You got it. Add to what you have demonstrated the information that netmon
can only
have about 10 outstanding queries at a time. Too short a polling cycle and
too high a
timeout/retry, and only a few down interfaces render the system useless for
status.
1)Ask yourself how soon you need to know about an outage. It may differ for
different
devices or sections of the network. Adjust the polling cycle accordingly.
Some
customers tell me they don't need to know about remote sites for 30
minutes. Other
devices you need to know within a minute or so.
2)Then identify those devices or sections of the network that habitually
give false alarms,
and carefully increase the timeout or retries until they don't do it any
more. But it is a very fine
knob, so turn it slowly, and only set it for devices or wildcards that need
it.
3)Remove from polling all interfaces that you know to be down. Unmanage
them or
deconfigure them on the devices, or don't discover things that go up and
down and
are not important to you.
Every network is different. Your goal is a green map, unless something
needs attention.
Cordially,
Leslie A. Clark
IBM Global Services - Systems Mgmt & Networking
(248) 552-4968 Voicemail, Fax, Pager
---------------------- Forwarded by Leslie Clark/Southfield/IBM on 02-11-99
06:56 AM ---------------------------
erik nilsson <erik@NETMAN.SE> on 02-11-99 05:41:59 AM
Please respond to Discussion of IBM NetView and POLYCENTER Manager on
NetView <NV-L@UCSBVM.UCSB.EDU>
To: NV-L@UCSBVM.UCSB.EDU
cc: (bcc: Leslie Clark/Southfield/IBM)
Subject: The polling process
When configuring the SNMP polling parameters we have decreased
the polling intervall to 2min with the same time out (2 sec)

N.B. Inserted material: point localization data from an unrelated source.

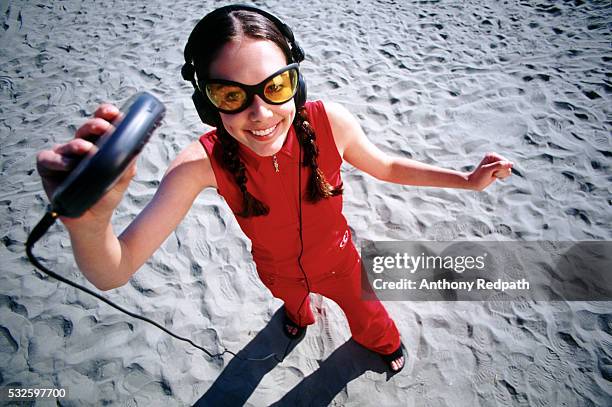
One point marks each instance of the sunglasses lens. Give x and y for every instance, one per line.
x=282, y=87
x=226, y=97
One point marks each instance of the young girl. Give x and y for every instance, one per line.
x=276, y=159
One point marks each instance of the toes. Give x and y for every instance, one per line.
x=397, y=364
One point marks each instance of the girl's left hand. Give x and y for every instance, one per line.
x=493, y=166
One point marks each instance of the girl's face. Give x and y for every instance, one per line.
x=262, y=127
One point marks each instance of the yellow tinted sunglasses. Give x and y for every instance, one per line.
x=234, y=97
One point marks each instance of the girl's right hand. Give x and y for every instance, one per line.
x=55, y=164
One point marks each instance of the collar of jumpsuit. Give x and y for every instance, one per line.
x=254, y=161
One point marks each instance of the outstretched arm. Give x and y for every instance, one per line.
x=356, y=149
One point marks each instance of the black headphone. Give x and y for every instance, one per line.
x=207, y=112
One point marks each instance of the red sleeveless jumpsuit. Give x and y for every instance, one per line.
x=330, y=261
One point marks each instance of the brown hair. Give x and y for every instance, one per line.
x=232, y=26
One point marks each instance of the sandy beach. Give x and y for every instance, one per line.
x=441, y=82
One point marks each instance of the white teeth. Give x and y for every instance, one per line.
x=265, y=132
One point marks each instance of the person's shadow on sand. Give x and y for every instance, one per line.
x=240, y=378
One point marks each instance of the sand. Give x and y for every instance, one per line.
x=439, y=81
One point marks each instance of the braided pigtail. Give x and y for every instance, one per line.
x=251, y=206
x=318, y=187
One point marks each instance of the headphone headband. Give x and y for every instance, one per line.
x=204, y=107
x=188, y=69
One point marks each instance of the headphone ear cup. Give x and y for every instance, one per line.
x=300, y=94
x=207, y=113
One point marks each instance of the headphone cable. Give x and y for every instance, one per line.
x=43, y=226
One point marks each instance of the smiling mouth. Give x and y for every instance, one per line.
x=263, y=133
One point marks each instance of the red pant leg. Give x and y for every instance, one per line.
x=369, y=321
x=296, y=298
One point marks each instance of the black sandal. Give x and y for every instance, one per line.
x=388, y=359
x=301, y=330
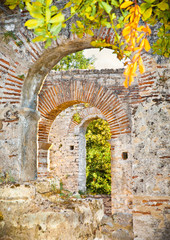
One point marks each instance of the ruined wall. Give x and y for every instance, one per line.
x=32, y=211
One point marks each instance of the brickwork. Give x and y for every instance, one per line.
x=138, y=117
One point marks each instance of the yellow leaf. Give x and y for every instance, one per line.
x=90, y=32
x=12, y=6
x=127, y=70
x=68, y=5
x=142, y=43
x=148, y=28
x=127, y=17
x=147, y=45
x=134, y=67
x=126, y=4
x=48, y=2
x=79, y=24
x=147, y=14
x=141, y=66
x=57, y=18
x=39, y=39
x=139, y=38
x=48, y=15
x=32, y=23
x=126, y=30
x=131, y=79
x=126, y=82
x=135, y=57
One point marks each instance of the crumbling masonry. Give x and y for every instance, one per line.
x=32, y=96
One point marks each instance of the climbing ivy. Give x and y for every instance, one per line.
x=128, y=19
x=98, y=157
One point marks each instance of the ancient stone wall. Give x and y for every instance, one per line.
x=138, y=116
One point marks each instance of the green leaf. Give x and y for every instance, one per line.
x=48, y=2
x=48, y=43
x=105, y=6
x=147, y=14
x=47, y=15
x=144, y=7
x=115, y=3
x=57, y=18
x=32, y=23
x=149, y=1
x=39, y=39
x=73, y=10
x=40, y=31
x=56, y=28
x=163, y=6
x=54, y=9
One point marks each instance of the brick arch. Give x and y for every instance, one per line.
x=89, y=112
x=61, y=96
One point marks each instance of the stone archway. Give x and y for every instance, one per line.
x=60, y=94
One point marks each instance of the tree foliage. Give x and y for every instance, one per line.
x=98, y=157
x=128, y=19
x=75, y=61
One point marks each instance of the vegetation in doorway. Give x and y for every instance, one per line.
x=9, y=35
x=77, y=118
x=62, y=192
x=75, y=61
x=98, y=157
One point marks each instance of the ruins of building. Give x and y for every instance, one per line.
x=32, y=95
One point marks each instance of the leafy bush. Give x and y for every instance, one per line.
x=98, y=158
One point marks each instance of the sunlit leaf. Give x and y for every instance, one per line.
x=39, y=39
x=141, y=66
x=56, y=28
x=48, y=2
x=163, y=6
x=105, y=6
x=48, y=15
x=32, y=23
x=146, y=45
x=48, y=43
x=57, y=18
x=126, y=4
x=147, y=14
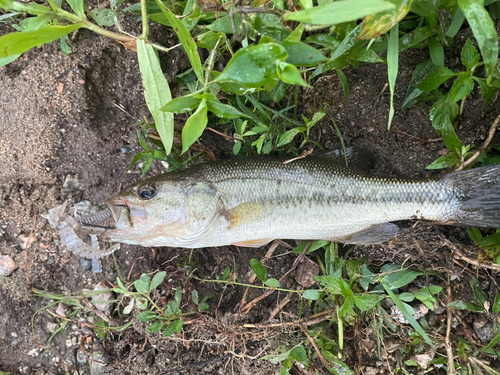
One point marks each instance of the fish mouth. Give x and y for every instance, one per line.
x=115, y=206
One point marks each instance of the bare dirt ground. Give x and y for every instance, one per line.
x=59, y=117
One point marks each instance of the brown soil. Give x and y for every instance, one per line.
x=79, y=130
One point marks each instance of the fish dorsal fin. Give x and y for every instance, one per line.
x=374, y=234
x=360, y=159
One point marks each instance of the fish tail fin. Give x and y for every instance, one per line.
x=478, y=191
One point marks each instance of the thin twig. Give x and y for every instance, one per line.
x=491, y=133
x=26, y=253
x=447, y=342
x=322, y=358
x=299, y=260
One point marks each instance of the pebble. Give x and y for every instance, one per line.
x=484, y=329
x=63, y=309
x=103, y=297
x=72, y=182
x=86, y=264
x=7, y=265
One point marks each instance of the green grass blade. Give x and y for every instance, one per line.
x=407, y=316
x=484, y=31
x=17, y=43
x=156, y=92
x=392, y=66
x=186, y=39
x=338, y=12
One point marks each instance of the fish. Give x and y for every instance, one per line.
x=253, y=200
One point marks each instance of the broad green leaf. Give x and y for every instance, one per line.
x=182, y=104
x=20, y=42
x=104, y=17
x=378, y=24
x=399, y=279
x=392, y=66
x=7, y=60
x=194, y=297
x=436, y=51
x=407, y=316
x=185, y=38
x=469, y=55
x=223, y=25
x=254, y=65
x=364, y=55
x=156, y=92
x=194, y=127
x=484, y=31
x=289, y=135
x=129, y=307
x=157, y=280
x=366, y=302
x=445, y=161
x=312, y=294
x=436, y=78
x=209, y=39
x=272, y=282
x=174, y=327
x=259, y=269
x=461, y=88
x=458, y=305
x=142, y=284
x=487, y=92
x=77, y=6
x=224, y=110
x=347, y=43
x=288, y=73
x=338, y=12
x=154, y=327
x=146, y=316
x=407, y=297
x=301, y=54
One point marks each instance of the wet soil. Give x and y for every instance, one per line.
x=77, y=116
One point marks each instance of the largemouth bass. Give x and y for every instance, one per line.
x=251, y=201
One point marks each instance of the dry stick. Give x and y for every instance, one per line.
x=447, y=342
x=474, y=262
x=322, y=358
x=299, y=259
x=483, y=147
x=268, y=255
x=320, y=317
x=26, y=253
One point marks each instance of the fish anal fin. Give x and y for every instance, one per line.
x=374, y=234
x=245, y=213
x=252, y=243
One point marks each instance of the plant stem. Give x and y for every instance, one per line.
x=145, y=25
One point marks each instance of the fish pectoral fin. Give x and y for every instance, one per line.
x=252, y=243
x=374, y=234
x=245, y=213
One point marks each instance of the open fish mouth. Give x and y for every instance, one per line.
x=105, y=219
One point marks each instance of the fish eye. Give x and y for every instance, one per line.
x=146, y=191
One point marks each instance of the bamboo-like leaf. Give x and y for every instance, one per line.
x=392, y=66
x=156, y=92
x=338, y=12
x=185, y=38
x=17, y=43
x=484, y=31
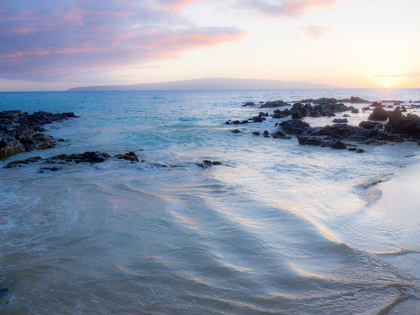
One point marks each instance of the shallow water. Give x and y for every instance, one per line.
x=279, y=229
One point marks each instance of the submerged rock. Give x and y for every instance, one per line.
x=22, y=162
x=294, y=127
x=371, y=125
x=354, y=100
x=130, y=156
x=51, y=169
x=340, y=121
x=408, y=125
x=87, y=157
x=208, y=163
x=274, y=104
x=20, y=132
x=280, y=135
x=379, y=114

and retry count (3) as default. Our network includes approx 500
interfaces on different routers.
On some links we have found that link down events appear altought
the link/interface is actually up (manual ping test). This can
occur when there is a timeout in the polling cycle because no icmp reply
whitin the time limits (slow link,hight util router, icmp low priority,
recalculating routertables etc).
Now we have increased the number off retries to 10 for some of
our routers to really be sure that the link is down when the event
is triggered (we actually start other processes to create enterprise
error messages to helpdesk etc)
Now, that seems to result in a very slow update time (10-15min) for
links/routers that comes up after a down state.
My question is about the polling process.
When increasing the retry count the time to flag the interface
'down' will of course increase. Does that affect (delay) the polling
frequency of the other nodes in the polling list ?
(is every poll a separate process not depending on the previous one)
If the answer is yes, that would seriously affect the polling cycle
and the time when a new state of an interface is detected.
If for example we have 10 down interfaces that would result in
10*10*2 sec delay wich will hold back the polling cycle for every
other node/interface.
Is this correct ?
In that case one should really keep the retry count low and polling
interval at more than 2 min so that every interface can be checked
whitin the polling interval.
Have I got this wrong or right ?
Any recommendations ?
(BTW, AIX 4.2.1 Netview 5.1)
Erik Nilsson (erik@netman.se)
Network Management tcpip AB
Stockholm
|